Heuristic:OpenGVLab InternVL LoRA Alpha Scaling
| Knowledge Sources | |
|---|---|
| Domains | Parameter_Efficient_Finetuning, Optimization |
| Last Updated | 2026-02-07 14:00 GMT |
Overview
LoRA alpha scaling rule: always set `lora_alpha = 2 * rank` for stable LoRA fine-tuning in InternVL models.
Description
When injecting LoRA adapters into InternVL models (either the vision encoder or the language model), the codebase enforces a fixed relationship between the LoRA rank and the alpha scaling parameter. The alpha value is always set to twice the rank value, regardless of the specific rank chosen. This 2x scaling factor controls the effective learning rate of the LoRA update: `delta_W = (alpha / r) * BA`, meaning that with `alpha = 2r`, the effective multiplier on the low-rank update is always 2.
Usage
Apply this heuristic whenever configuring LoRA fine-tuning for InternVL models. The convention is hardcoded in the training scripts, so users only need to set the `--use_backbone_lora` or `--use_llm_lora` argument to the desired rank value; the alpha is computed automatically.

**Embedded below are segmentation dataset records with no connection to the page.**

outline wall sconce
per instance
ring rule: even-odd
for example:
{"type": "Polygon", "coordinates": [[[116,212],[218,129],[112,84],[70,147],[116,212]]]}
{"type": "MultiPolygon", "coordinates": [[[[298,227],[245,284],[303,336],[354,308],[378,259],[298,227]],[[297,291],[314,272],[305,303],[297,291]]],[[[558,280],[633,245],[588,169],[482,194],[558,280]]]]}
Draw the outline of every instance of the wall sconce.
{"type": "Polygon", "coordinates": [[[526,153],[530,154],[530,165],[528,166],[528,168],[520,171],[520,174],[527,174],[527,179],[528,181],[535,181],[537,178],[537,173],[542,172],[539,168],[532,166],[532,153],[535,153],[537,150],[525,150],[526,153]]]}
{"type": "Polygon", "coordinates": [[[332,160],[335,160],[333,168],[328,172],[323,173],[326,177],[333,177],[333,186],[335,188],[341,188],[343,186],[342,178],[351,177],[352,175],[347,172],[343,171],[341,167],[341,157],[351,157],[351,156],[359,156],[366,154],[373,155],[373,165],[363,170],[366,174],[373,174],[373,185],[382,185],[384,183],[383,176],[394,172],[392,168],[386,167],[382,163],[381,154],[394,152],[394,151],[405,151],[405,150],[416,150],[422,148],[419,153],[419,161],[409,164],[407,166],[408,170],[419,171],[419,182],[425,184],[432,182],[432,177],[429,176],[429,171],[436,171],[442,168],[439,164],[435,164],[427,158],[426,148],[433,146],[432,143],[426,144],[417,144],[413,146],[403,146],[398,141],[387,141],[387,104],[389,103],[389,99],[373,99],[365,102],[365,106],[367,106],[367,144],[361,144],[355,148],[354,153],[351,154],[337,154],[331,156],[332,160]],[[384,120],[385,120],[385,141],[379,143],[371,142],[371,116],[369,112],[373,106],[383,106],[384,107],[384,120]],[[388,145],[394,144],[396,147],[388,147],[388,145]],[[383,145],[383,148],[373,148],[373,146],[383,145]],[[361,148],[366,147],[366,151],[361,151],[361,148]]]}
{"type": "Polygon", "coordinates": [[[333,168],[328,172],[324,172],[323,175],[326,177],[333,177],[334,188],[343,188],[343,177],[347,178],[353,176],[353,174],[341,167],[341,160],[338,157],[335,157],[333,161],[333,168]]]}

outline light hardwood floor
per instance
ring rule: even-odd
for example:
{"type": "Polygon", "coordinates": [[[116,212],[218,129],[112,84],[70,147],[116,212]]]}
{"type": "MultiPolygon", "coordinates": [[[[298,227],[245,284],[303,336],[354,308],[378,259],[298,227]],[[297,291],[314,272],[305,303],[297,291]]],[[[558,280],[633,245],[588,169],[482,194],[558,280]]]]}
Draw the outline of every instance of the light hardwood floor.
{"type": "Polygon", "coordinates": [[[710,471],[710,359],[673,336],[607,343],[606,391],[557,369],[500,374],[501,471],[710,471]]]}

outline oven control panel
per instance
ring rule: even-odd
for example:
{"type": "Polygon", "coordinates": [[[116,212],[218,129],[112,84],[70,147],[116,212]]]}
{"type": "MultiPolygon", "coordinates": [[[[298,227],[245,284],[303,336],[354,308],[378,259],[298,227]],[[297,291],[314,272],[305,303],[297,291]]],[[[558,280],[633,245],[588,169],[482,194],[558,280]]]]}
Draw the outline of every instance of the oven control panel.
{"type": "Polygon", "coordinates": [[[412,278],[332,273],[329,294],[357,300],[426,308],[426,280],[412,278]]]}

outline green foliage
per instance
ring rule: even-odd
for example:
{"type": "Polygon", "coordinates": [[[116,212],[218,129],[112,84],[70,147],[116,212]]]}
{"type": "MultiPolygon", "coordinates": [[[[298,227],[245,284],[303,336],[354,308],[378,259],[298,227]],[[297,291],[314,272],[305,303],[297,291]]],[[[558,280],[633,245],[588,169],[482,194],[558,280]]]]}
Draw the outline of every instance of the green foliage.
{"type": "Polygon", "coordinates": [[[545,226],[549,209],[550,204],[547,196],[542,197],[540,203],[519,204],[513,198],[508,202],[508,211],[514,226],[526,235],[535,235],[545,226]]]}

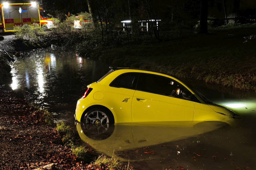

The Insight (Rule of Thumb)
- Action: Set `lora_alpha = 2 * lora_rank` when configuring LoRA adapters.
- Value: For rank=128, use alpha=256. For rank=16, use alpha=32.
- Trade-off: Higher alpha increases the magnitude of the LoRA update. The 2x convention provides a balance between adaptation strength and stability.
Reasoning
The LoRA effective update is `delta_W = (alpha / r) * BA`, where B and A are the low-rank matrices. With `alpha = 2r`, the multiplier is always 2, providing a consistent adaptation magnitude regardless of rank. This convention is used across all InternVL training scripts and model initialization code, suggesting it was empirically validated during model development. It provides stronger adaptation than the common convention of `alpha = r` (multiplier = 1) used in some other frameworks.
Code Evidence
From `internvl_chat_finetune.py:1003-1008`:
if model_args.use_backbone_lora:
model.wrap_backbone_lora(r=model_args.use_backbone_lora,
lora_alpha=2 * model_args.use_backbone_lora)
model.config.use_backbone_lora = model_args.use_backbone_lora
if model_args.use_llm_lora:
model.wrap_llm_lora(r=model_args.use_llm_lora,
lora_alpha=2 * model_args.use_llm_lora)
model.config.use_llm_lora = model_args.use_llm_lora
Same pattern in `modeling_internvl_chat.py:104-108`:
if config.use_backbone_lora:
self.wrap_backbone_lora(r=config.use_backbone_lora,
lora_alpha=2 * config.use_backbone_lora)
if config.use_llm_lora:
self.wrap_llm_lora(r=config.use_llm_lora,
lora_alpha=2 * config.use_llm_lora)